Maux croisés

Jade Tigana

Je me souviens de cette guirlande qui clignotait sans cesse, de ce tabouret qui grinçait toujours un peu trop, du drap froissé par les griffes aiguisées du chat, de la nappe tâchée par mes gestes maladroits, du scintillement des verres et de leur reflet dans la vitre embuée, des assiettes trop propres à l'heure du repas, de l'odeur du soja à la tombée du jour, je me souviens..

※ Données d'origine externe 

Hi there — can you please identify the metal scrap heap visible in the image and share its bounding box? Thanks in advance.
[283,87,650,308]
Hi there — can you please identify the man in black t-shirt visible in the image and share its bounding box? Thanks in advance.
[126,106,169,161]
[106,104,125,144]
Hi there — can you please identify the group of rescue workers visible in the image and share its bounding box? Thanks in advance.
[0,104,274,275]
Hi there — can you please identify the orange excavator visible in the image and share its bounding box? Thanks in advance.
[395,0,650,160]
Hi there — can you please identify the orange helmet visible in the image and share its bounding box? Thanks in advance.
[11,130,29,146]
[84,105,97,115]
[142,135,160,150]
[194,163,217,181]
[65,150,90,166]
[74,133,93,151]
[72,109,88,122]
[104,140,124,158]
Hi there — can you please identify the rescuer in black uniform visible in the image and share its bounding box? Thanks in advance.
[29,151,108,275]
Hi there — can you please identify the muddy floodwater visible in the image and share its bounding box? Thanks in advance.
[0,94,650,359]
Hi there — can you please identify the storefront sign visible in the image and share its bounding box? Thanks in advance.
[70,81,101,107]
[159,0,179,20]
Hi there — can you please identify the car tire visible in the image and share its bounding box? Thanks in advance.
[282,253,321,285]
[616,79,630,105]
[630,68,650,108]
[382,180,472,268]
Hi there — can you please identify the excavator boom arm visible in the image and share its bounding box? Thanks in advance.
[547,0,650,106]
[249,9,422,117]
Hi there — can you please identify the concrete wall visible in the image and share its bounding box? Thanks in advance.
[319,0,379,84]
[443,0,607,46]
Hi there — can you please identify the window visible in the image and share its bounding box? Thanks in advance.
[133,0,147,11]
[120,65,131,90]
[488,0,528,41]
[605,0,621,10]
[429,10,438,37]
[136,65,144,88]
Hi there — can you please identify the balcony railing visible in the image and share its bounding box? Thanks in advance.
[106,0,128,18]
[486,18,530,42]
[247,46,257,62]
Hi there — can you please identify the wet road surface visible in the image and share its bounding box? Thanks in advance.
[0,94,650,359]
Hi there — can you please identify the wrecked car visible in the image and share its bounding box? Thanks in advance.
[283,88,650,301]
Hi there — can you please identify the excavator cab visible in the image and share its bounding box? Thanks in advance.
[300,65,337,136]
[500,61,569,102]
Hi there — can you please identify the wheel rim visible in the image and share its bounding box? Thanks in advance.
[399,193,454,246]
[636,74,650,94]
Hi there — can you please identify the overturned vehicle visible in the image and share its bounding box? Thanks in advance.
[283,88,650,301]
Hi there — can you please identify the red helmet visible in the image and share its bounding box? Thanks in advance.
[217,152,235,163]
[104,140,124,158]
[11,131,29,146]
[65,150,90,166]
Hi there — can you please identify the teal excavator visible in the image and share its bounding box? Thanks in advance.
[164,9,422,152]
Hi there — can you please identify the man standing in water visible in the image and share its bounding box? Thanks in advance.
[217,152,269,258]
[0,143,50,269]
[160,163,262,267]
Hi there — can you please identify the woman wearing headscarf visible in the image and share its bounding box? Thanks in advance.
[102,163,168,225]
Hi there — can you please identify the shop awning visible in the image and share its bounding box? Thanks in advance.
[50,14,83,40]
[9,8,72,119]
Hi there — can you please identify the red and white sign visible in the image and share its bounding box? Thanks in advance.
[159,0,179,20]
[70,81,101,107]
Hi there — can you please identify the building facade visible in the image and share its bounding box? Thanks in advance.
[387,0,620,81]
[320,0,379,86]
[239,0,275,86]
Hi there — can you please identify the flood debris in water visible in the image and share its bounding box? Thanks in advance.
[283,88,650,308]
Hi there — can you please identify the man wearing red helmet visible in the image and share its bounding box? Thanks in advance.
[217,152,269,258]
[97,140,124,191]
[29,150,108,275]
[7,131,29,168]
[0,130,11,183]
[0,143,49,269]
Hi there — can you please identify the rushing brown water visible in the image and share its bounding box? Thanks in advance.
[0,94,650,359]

Ce matin, j'ai interposé tous ces petits souvenirs dans une grande boîte. Je les regardais s'agiter avec fracas, mais de ces fracas dont on retire une certaine douceur, celle d'un éclat, mais d'un éclat qui résonne, un éclat presque musical..   Mes souvenirs, je les avais apprivoisé, j'avais dompté leur pluralité afin d'en saisir les nuances. Je me répétais sans cesse afin de m'en persuader : « mes souvenirs à moi, ils ne me sont pas familiers, ils sont davantage encore ».

Certains sentaient la rosée du matin, j'effleurais dés lors la vapeur d'eau qui s'était faufilée sur ma mémoire, et tout à coup, mon souvenir devenait caresse. Je le saisissais d'un geste subit, avant qu'il ne s'évapore, me donnant à voir dans toute son authenticité, l'art de la fugacité.

D'autres respiraient la musique, surtout ce dernier. Je me promenais aux abords d'une forêt, le vent berçait les ramées, celles-ci laissaient transparaitre un sifflement suave..  Les arbres ondoyaient avec tourment, et les feuilles, autrefois endormies, frissonnaient tendrement, laissant éclore la vivacité de leur couleur.. Je crois qu'ici, la forêt chantait.

  Cependant, mes souvenirs grandissent et ma boite n'est plus aussi grande qu'elle ne le paraissait autrefois. Alors, quelquefois, mes souvenirs  s'entrechoquent, leur collision crée un doux murmure ou bien un minuscule feu d'artifice. J'ai alors compris que chaque souvenir se battait pour ne pas mourir, ils veulent tous survivre à l'oubli..

 Aujourd'hui, j'ai rangé ma petite boite sous mon lit. Les souvenirs commençaient à m'envahir l'esprit, je m'agitais avec affliction, il fallait donc que cette submersion prenne fin, il fallait que je cesse de ruminer mon passé. Je me suis allongée à même le sol. Mon corps s'abandonnait enfin au monde qui l'entourait, mes mains ballantes effleuraient le parquet, et à cet instant, je ne voulais penser à rien, je désirais lâcher prise, je désirais n'être qu'un corps et non plus un esprit. Mais lorsque je fermais les yeux afin de m'assoupir, je pensais à Cloé. Cloé, c'était symboliquement celle qui détenait la clef de ma boite. Elle était la source de la plupart d'entre eux, elle était la mère de mes souvenirs, la reine de ma mémoire. Cependant, aujourd'hui, cette prépondérance était un fardeau. Je ne parvenais pas à me détacher de son image, bien que je m'étais délivrée de ses chaines. Elle était mon éternel retour, elle était la source, et le passé, par conséquent, résonnait encore bien trop dans mon présent.

 Quelquefois, elle s'immisçait furtivement dans mon sommeil, et me susurrait ces quelques mots au creux de mon oreille : « Ambre, en dépit de te voir, j'aimerai entendre ta voix. Elle ferait naitre de nouveau ton image en moi, j'ai besoin de nous recréer un monde. » Mais puisque je n'étais pas réceptive à ses dires, elle renchérissait allégrement. Peut être savait elle que je feignais d'entendre. « Je comprends. Tu n'as pas la force de nous façonner un avenir en promesse, alors, abordons notre passé. Et si l'on parlait de nos projets avortés ? Des paroles trop vite prononcées ? Et si l'on parlait de la vie à deux que l'on n'a pas mené ? ». A ces mots, ma respiration s'accéléra, mon cœur palpitait, j'haletais. Dans un soupir de désespoir, je répondis « La conversation n'en serait que plus vide, elle ne porterait que sur l'absence, Cloé. » Et elle rétorqua, d'une voix monocorde «  Mais ce n'est pas de cette absence, ma fée, dont on est emplis ? ».